When an inmate fails to comply with the affidavit requirements of section 14.004, the trial court may assume that the current suit is substantially similar to one previously filed by an inmate and thus is frivolous. See Samuels v. Strain, 11 S.W.3d 404, 407 (Tex. App.—Houston [1st Dist.] 2000, no pet.); Bell v. Tex. Dep’t of Criminal Justice, 962 S.W.2d 156, 158 (Tex. App.—Houston [14th Dist.] 1998, pet. denied). Section 14.004 requires an inmate to file an affidavit of previous filings that:
(1) identif[ies] each suit, other than a suit under the Family Code, previously brought by the person and in which the person was not represented by an attorney, without regard to whether the person was an inmate at the time the suit was brought; and
(2) describ[es] each suit that was previously brought by:
(A) stating the operative facts for which relief was sought;
(B) listing the case name, cause number, and the court in which the suit was brought;
(C) identifying each party named in the suit; and
(D) stating the result of the suit, including whether the suit was dismissed as frivolous or malicious under Section 13.001 or Section 14.003 or otherwise.
Tex. Civ. Prac. & Rem. Code § 14.004(a).
Here, appellant filed an affidavit purportedly complying with this section that lists only two previous filings. However, appellant did not (a) describe the operative facts of one of the cases included in the affidavit or (b) list the case name and cause number or identify the parties in the other. Cf. Samuels, 11 S.W.3d at 405, 407 (concluding that trial court did not abuse its discretion in dismissing inmate’s claim because, inter alia, inmate failed to list the operative facts or identify the parties in one of the cases included in his affidavit). Furthermore, in his claim, appellant stated that he has initiated numerous “rounds” of habeas corpus petitions and identifies a published opinion that he alleges held he could attack his Texas Youth Commission adjudication through a habeas proceeding. He also describes at least two petitions for writs of mandamus in his pleading. None of these previous filings are included in his affidavit.
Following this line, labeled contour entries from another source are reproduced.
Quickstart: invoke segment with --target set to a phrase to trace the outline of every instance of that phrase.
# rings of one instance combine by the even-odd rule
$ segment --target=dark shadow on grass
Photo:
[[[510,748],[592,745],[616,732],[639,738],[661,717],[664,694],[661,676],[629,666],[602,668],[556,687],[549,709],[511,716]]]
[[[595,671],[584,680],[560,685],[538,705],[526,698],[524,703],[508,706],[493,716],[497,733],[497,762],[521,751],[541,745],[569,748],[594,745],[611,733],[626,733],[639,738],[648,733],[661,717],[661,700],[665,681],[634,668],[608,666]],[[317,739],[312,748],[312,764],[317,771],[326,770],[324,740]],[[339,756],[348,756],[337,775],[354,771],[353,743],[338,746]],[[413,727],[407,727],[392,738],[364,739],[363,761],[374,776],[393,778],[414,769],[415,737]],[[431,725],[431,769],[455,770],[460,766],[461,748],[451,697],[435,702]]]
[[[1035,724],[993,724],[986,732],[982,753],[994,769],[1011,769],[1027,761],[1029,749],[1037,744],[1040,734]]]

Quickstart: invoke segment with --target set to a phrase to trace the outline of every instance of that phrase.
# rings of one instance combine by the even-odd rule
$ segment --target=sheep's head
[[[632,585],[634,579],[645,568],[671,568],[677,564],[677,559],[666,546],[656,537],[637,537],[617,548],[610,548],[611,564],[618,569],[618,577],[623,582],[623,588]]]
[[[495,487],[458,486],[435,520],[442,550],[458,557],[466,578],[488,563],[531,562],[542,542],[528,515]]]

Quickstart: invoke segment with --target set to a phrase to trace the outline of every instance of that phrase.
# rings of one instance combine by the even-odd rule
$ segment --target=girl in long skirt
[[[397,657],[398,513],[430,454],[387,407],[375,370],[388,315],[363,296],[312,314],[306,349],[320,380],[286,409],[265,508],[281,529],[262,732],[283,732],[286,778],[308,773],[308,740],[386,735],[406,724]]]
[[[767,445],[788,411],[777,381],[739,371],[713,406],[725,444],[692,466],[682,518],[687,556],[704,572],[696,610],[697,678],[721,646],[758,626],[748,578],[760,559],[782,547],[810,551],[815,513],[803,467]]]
Under these circumstances, the trial court was entitled to presume the instant suit was substantially similar to one of his previous filings and dismiss it as frivolous. See id. at 407; Bell, 962 S.W.2d at 158. We thus overrule his issue regarding dismissal of his suit under Chapter 14, and do not reach his issues relating to the merits of his Chapter 103 claims.[3]
Conclusion
Having considered and overruled those issues necessary to the disposition of this appeal, we affirm the judgment of the trial court.
/s/ John S. Anderson
Justice
Panel consists of Chief Justice Hedges and Justices Anderson and Christopher.
[1] According to the State, appellant was originally incarcerated in the TDCJ for burglary, but committed additional offenses while incarcerated. He is currently serving two concurrent sentences for possession of a deadly weapon in a penal institution.
[2] Chapter 103 provides for compensation for persons wrongfully imprisoned. As is relevant here, a person is entitled to compensation if he has been granted relief on the basis of actual innocence of the crime for which he was sentenced. Tex. Civ. Prac. & Rem. Code § 103.001(a) (Vernon 2005). As noted above, appellant stated that the habeas relief was granted because the jury found him not responsible for his delinquent conduct due to mental illness or mental retardation. See Tex. Fam. Code § 55.51(a) (Vernon 2008). He thus was not granted relief on the basis of actual innocence.
[3] See Tex. R. App. P. 47.4 (stating that when issues are settled, court should write a brief memorandum opinion no longer than necessary to advise the parties of the court’s decision and the basic reasons for it).